NCPA - National Center for Policy Analysis

Germany's Coal Binge

September 29, 2014

The German shift to renewable power sources that started in 2000 has brought the green share of German electricity up to around 25%. But the rest of the energy mix has become more heavily concentrated on coal, which now accounts for some 45% of power generation and growing, according to the Wall Street Journal.

  • Germany's feed-in tariff, which requires distributors to buy electricity from green generators at fixed prices before buying from other sources, was part of Germany's strategy to intervene in the market.
  • Germans pay for market distortions, paying about $129 billion extra on electricity bills since 200.
  • The government estimates that these market distortions could cost the taxpayer 1 trillion Euros by 2040.

This intervention tried to generate more use of green energy, but ended up having the opposite effect. The tariff, for example, deprived generators of revenue and made it harder for them to forecast demand. The more attractive option was to favor cheap coal plants whenever renewables didn't deliver as promised.

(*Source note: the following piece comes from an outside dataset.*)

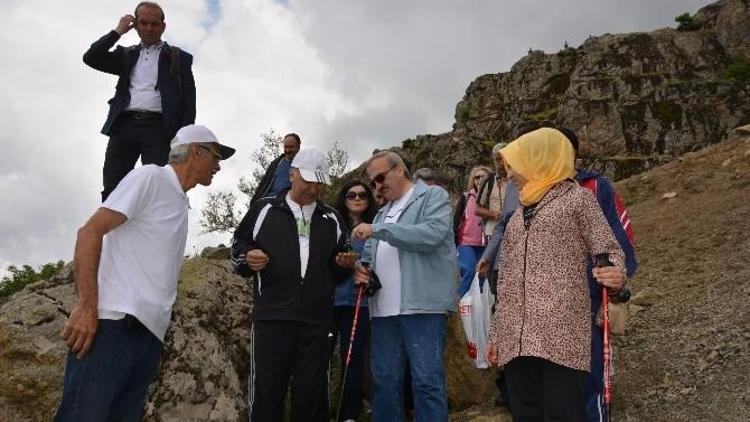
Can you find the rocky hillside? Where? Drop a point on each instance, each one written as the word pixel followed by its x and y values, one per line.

Furthermore, with Germany's phase-out of nuclear power after the 2011 Fukushima disaster, utilities have had to find a source of power that is cheap and readily accessible. Again, they turned to coal. And finally, Berlin imposed a moratorium on fracking which prevents the access to shale-gas reserves, making coal, again, the attractive option.

Germany's coal renaissance is a cautionary tale for policymakers that try to intervene in the market to promote renewables and instead have to face economic realities.